例えば、台所に現れる『G』を凄い生き物と思っていたり。いや、実際に凄い生き物ではあるのだが、ありがたがるのはご遠慮願いたい。
「まぁ…ひよりさんもいるし大丈夫だろう。健二さんは……分からないけど」
「あ〜……」
ぶっちゃけ健二も同様にセンスがない。よく温泉街の土産物屋にある『根性』とか書かれたキーホルダーを買ってくるような人だ。
「……まともなものを期待しよう」
「そだね。とりあえず、さっさとISを完成させてひよりさんをビックリさせよ〜っと」
立ち上がった束を横目に千冬が何気なくつけたテレビにあるニュース映像が流れていた。
フランスに向かっていた旅客機が自爆テロにより墜落したというニュースが。そして、その旅客機は桂たちが乗っている便だった。

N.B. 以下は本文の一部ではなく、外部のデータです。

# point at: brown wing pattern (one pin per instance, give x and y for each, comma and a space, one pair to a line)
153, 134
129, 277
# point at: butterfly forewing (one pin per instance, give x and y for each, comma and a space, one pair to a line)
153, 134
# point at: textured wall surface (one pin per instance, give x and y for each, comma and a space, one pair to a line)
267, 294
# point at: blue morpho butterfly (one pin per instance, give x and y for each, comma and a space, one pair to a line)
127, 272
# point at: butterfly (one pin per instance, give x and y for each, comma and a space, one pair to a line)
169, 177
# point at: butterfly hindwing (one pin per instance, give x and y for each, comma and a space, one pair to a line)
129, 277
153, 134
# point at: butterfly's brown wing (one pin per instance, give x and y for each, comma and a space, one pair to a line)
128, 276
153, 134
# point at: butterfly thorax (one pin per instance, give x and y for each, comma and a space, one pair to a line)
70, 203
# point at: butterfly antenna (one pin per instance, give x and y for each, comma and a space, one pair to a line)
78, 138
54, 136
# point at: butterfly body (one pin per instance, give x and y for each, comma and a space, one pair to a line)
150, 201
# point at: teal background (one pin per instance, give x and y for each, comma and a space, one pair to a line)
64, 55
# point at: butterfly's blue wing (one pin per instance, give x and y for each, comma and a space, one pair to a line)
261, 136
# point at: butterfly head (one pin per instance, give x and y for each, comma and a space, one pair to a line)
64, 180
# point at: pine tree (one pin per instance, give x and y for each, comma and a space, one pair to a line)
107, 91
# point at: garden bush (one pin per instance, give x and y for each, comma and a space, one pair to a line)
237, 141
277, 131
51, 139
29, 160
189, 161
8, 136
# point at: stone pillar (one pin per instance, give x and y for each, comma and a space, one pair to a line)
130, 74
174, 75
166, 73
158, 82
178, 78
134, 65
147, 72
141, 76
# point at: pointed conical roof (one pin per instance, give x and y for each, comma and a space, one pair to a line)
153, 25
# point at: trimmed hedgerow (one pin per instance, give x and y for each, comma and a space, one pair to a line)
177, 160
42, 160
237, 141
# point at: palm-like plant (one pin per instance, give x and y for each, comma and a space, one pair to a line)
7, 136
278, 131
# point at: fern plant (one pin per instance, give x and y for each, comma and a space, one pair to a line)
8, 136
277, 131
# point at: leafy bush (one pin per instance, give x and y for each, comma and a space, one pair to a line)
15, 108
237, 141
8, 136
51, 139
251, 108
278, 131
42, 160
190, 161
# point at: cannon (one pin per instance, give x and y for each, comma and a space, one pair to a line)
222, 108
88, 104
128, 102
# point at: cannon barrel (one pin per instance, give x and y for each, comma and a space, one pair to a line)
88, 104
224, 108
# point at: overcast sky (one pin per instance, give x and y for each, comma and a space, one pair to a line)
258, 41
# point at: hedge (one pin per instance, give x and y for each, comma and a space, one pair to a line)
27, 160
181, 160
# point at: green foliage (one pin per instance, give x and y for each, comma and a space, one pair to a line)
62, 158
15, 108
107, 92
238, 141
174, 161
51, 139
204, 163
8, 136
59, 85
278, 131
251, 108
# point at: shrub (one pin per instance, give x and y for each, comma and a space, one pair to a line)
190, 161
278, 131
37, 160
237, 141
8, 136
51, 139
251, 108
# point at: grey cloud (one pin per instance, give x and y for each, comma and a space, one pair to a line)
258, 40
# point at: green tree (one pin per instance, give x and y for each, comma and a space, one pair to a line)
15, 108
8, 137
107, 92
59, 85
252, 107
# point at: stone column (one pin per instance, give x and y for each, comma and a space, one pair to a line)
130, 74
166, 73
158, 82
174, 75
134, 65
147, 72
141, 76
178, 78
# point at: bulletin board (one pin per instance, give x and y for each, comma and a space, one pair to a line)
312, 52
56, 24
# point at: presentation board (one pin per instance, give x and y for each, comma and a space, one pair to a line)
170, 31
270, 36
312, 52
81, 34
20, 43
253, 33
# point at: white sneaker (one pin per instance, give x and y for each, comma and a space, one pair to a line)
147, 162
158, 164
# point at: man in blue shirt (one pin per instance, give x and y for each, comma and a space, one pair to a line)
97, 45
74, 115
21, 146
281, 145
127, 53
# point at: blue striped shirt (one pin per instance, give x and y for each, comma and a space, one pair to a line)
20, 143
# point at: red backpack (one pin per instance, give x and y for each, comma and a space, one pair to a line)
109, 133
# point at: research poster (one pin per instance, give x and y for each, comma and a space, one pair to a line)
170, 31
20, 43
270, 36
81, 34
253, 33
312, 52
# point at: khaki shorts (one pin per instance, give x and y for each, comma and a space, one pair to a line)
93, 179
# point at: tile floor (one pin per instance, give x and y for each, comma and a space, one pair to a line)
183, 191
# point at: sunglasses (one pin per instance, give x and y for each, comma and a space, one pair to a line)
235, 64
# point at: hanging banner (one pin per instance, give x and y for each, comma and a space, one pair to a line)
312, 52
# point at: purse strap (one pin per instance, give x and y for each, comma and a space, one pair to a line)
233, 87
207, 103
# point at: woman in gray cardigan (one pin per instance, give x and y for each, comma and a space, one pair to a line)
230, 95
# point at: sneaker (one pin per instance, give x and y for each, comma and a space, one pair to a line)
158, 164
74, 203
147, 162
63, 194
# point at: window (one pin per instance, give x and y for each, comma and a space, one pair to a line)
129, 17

初めに目に入ったのは、黒焦げになりながらも自分をかばっている両親の姿だった。
鼻に入ってきたのはむかつくほどの肉の焦げた匂い。
耳に入ってきたのは、未だに燃え盛る炎の音。
「父さん……母さん」
自分は大丈夫だと告げようとしたら、二人はボロボロに崩れた。まるで、役目を果たしたかのように。桂は聡明だった。だから、両親が死んだことも理解したし、泣くこともなかった。そして、立ち上がると声が聞こえた。
「た…たすけて……」
「……」
そこに居たのは、旅客機が墜ちる原因となったテロリストの生き残り。はて? 自爆テロを敢行したのに助けてくれとはコレ如何に? 桂は無表情のまま手近にあった瓦礫をテロリストの頭の上に落とした。
「ぎゃぴ―――」
訳の分からない断末魔の声を上げてテロリストは死んだ。そして、ふと思った。もしかしてこのテロで生き残ったのは自分だけなのか?と。
「生き残りは……いるかな?」
しかし、あらかた探しても生き残りはいなかった。全員死んでいる。何故か仲間はずれにされた気分である。
「……弾かれた?」
自分だけ『みんな一緒に死んだ』という事実から弾かれた様に感じた。無論、それは運が良かったのと両親のおかげなのだろうが、どうせなら両親と一緒に死にたかったと思う。でも、自分はこうして生きている。
「……」
桂は無表情のまま立ち尽くしていた。しかし、すぐに歩き出した。
―――弾かれた自分はここにいる必要はないと考えて。
数時間後にレスキュー隊が現場に到着したが、生存者はおらず『乗員乗客・犯人含めて全員死亡』という発表がなされた。